Empezando, por ejemplo, por el más conocido: Platón, con la expulsión de los poetas de la República, hasta las sociedades actuales donde simplemente son parte de la mass media y se reciclan detrás de muchas coartadas.  Pero ya que citamos al susodicho veamos qué razones alegaba para que los poetas sean exterminados:

a) De los dioses sólo pueden decirse cosas buenas (cfr. República, 386a);

b) Evitar palabras que desacrediten el Hades, presentándolo como un lugar terrorífico (cfr. 387c);

c) No presentar a los protagonistas de los versos en actos que reflejen excesos emocionales, pues ello puede generar un camino de aceptación hacia la falta de templanza anímica (cfr. 389e).
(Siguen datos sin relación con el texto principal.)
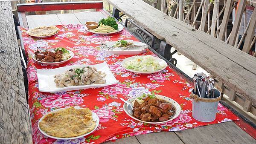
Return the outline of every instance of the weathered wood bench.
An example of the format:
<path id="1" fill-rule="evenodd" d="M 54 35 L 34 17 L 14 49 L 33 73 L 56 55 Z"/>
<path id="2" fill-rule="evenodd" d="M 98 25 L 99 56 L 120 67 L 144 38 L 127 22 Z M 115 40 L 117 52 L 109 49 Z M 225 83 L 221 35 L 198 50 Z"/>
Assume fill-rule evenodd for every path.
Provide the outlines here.
<path id="1" fill-rule="evenodd" d="M 240 94 L 236 98 L 239 104 L 256 115 L 256 58 L 204 32 L 195 30 L 191 26 L 142 0 L 108 1 L 157 38 L 165 40 L 230 89 Z"/>

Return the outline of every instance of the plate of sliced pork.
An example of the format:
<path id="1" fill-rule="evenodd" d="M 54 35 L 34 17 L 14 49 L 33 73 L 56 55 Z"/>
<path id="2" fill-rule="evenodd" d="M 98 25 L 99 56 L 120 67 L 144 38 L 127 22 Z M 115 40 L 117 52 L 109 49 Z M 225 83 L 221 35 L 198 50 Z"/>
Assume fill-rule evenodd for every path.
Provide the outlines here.
<path id="1" fill-rule="evenodd" d="M 64 48 L 58 47 L 51 50 L 45 49 L 35 52 L 32 58 L 36 62 L 47 65 L 63 63 L 71 59 L 74 53 Z"/>
<path id="2" fill-rule="evenodd" d="M 127 104 L 124 110 L 130 117 L 145 123 L 164 123 L 177 118 L 180 113 L 180 104 L 171 98 L 158 95 L 143 94 L 126 101 L 133 106 L 133 115 L 128 112 Z"/>

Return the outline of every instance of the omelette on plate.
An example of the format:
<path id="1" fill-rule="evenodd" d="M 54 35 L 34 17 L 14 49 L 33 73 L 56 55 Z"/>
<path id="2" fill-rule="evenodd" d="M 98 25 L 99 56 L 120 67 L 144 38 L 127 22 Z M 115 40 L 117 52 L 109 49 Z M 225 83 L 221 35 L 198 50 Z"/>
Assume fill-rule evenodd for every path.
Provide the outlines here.
<path id="1" fill-rule="evenodd" d="M 47 134 L 59 138 L 70 138 L 84 134 L 95 127 L 92 112 L 88 108 L 73 107 L 47 114 L 39 123 Z"/>

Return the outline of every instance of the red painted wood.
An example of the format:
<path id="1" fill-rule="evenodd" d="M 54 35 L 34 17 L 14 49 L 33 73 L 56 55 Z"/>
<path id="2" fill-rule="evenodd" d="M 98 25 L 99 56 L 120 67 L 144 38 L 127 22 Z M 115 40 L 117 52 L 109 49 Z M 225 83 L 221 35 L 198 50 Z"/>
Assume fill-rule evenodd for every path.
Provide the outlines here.
<path id="1" fill-rule="evenodd" d="M 43 3 L 17 5 L 18 12 L 103 9 L 103 2 Z"/>

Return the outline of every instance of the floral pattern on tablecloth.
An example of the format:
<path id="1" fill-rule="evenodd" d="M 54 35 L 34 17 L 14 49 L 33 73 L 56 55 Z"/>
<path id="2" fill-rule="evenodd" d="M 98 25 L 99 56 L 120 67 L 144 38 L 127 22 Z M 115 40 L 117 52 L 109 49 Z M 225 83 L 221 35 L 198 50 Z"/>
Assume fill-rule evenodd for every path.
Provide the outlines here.
<path id="1" fill-rule="evenodd" d="M 100 50 L 99 45 L 105 41 L 118 40 L 137 40 L 127 30 L 116 34 L 101 35 L 87 32 L 84 26 L 69 24 L 57 26 L 60 31 L 55 36 L 40 39 L 27 35 L 21 28 L 22 38 L 28 57 L 27 75 L 29 84 L 29 104 L 32 121 L 33 141 L 35 144 L 98 144 L 109 140 L 160 131 L 176 131 L 234 120 L 238 117 L 221 104 L 216 119 L 204 123 L 192 118 L 190 83 L 170 67 L 160 72 L 138 75 L 126 71 L 122 61 L 131 55 L 111 55 Z M 69 61 L 58 66 L 45 66 L 35 63 L 32 58 L 39 46 L 52 49 L 63 47 L 75 54 Z M 156 56 L 149 49 L 141 55 Z M 107 62 L 119 82 L 99 88 L 50 93 L 38 91 L 37 69 L 49 69 L 70 65 L 97 64 Z M 181 107 L 181 112 L 173 121 L 157 125 L 148 124 L 131 118 L 124 111 L 123 103 L 119 98 L 128 99 L 143 93 L 157 94 L 172 98 Z M 68 141 L 56 140 L 41 134 L 38 121 L 47 112 L 57 109 L 74 106 L 88 107 L 99 116 L 100 123 L 92 134 L 80 138 Z"/>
La idea platónica contra los poetas es agua tibia para la dimensión de la propia poesía. Ahora nadie cree en el Hades, algunos sí todavía piensan en el Infierno, pero, es sociedades laicas como la nuestra, ¿deberíamos callar a los poetas por no hablar bien del Hades? Sin embargo, seguimos haciendo poemas y dando juicios de valor estéticos sobre este fenómeno.

Entonces, por un lado, vemos que el estado ideal platónico era el de la Religión y Nación, religión politeísta y nación esclavista, lo que nos hace pensar que su estado era una falsa utopía. Mientras algunos podían plantearse la posibilidad del mundo de las ideas, otros debían trabajar tranquilamente los cultivos. Sin embargo, es ocioso no seguir indagando. De este texto trasgresor para occidente, al arrebato de Rimbaud que abandona la poesía para ser mercenario podemos amplificar el tema. Hay no solo uno sino mil pasos de diferente tono.      
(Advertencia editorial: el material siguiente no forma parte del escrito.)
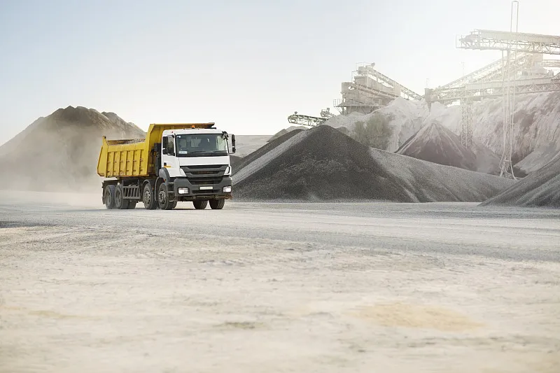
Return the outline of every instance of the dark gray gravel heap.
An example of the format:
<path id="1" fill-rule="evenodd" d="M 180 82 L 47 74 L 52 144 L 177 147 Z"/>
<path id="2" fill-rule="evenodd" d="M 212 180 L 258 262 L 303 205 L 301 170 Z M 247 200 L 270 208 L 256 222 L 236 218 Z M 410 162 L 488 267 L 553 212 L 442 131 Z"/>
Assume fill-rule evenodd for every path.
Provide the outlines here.
<path id="1" fill-rule="evenodd" d="M 560 154 L 541 169 L 480 204 L 496 205 L 560 208 Z"/>
<path id="2" fill-rule="evenodd" d="M 328 126 L 308 131 L 302 141 L 236 183 L 234 198 L 482 202 L 513 183 L 372 149 Z M 244 158 L 244 165 L 258 161 L 266 146 Z"/>

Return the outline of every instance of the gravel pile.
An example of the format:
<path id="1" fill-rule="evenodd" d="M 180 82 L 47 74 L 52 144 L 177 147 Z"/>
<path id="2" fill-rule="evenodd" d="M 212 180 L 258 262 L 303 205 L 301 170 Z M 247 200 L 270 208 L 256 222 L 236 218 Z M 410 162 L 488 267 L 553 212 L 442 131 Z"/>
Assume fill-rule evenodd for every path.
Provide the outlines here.
<path id="1" fill-rule="evenodd" d="M 500 157 L 474 142 L 463 146 L 461 137 L 437 122 L 424 127 L 396 152 L 419 160 L 484 174 L 500 174 Z M 519 171 L 519 170 L 517 170 Z"/>
<path id="2" fill-rule="evenodd" d="M 104 135 L 108 139 L 146 137 L 144 131 L 116 114 L 82 106 L 60 108 L 38 119 L 0 146 L 3 188 L 97 190 L 101 179 L 96 169 Z M 14 164 L 23 165 L 25 172 L 13 177 Z"/>
<path id="3" fill-rule="evenodd" d="M 560 208 L 560 153 L 540 169 L 481 206 Z"/>
<path id="4" fill-rule="evenodd" d="M 475 153 L 461 145 L 460 137 L 436 122 L 422 128 L 396 153 L 444 166 L 477 170 Z"/>
<path id="5" fill-rule="evenodd" d="M 285 136 L 238 165 L 236 198 L 482 202 L 513 183 L 372 149 L 330 126 Z"/>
Sucede que este joven francés, autor de El Barco Ebrio, entendió la poesía en su cenit mayor: como un ejercicio de vidente. Lo de vidente viene de ver, observar, tener ese talento de observar y mirar. Mirar no es solamente pasar la vista, mirar el propio lenguaje es entender sus mecanismos y poder reflexionar sobre ellos estimula esa capacidad. Pero mirar, es también, decir. Aprender a decir, y no cualquiera sabe decir, es decir, revelar con uve de uvas frescas abiertas a la urgente emanación del ser. Citemos a Rimbaud:

Charleville, 13 de mayo 1871


Ya está usted otra vez de profesor. Nos debemos a la sociedad, me tiene usted dicho: forma usted parte del cuerpo docente: anda por el buen carril. También yo me aplico a este principio: hago, con todo cinismo, que me mantengan; estoy desenterrando antiguos imbéciles de colegio: es suelto todo lo bobo, sucio, malo, de palabra o de obra, que soy capaz de inventarme; me pagan en cervezas (…) Quiero ser poeta y me estoy esforzando en hacerme Vidente: ni va usted a comprender nada, ni apenas si yo sabré expresárselo. Ello consiste en alcanzar lo desconocido por el desarreglo de todos los sentidos. Los padecimientos son enormes, pero no hay que ser fuerte, que haber nacido poeta, y yo me dado cuenta de que soy poeta.

Quiero añadir que estas edulcoradas y adolescentes palabras fueron luego destrozadas cuando el muchacho creció y se perdió dentro de otros rumbos, tan hostiles como los de la poesía: vender armas, traficar marfil, hacer negocios en África.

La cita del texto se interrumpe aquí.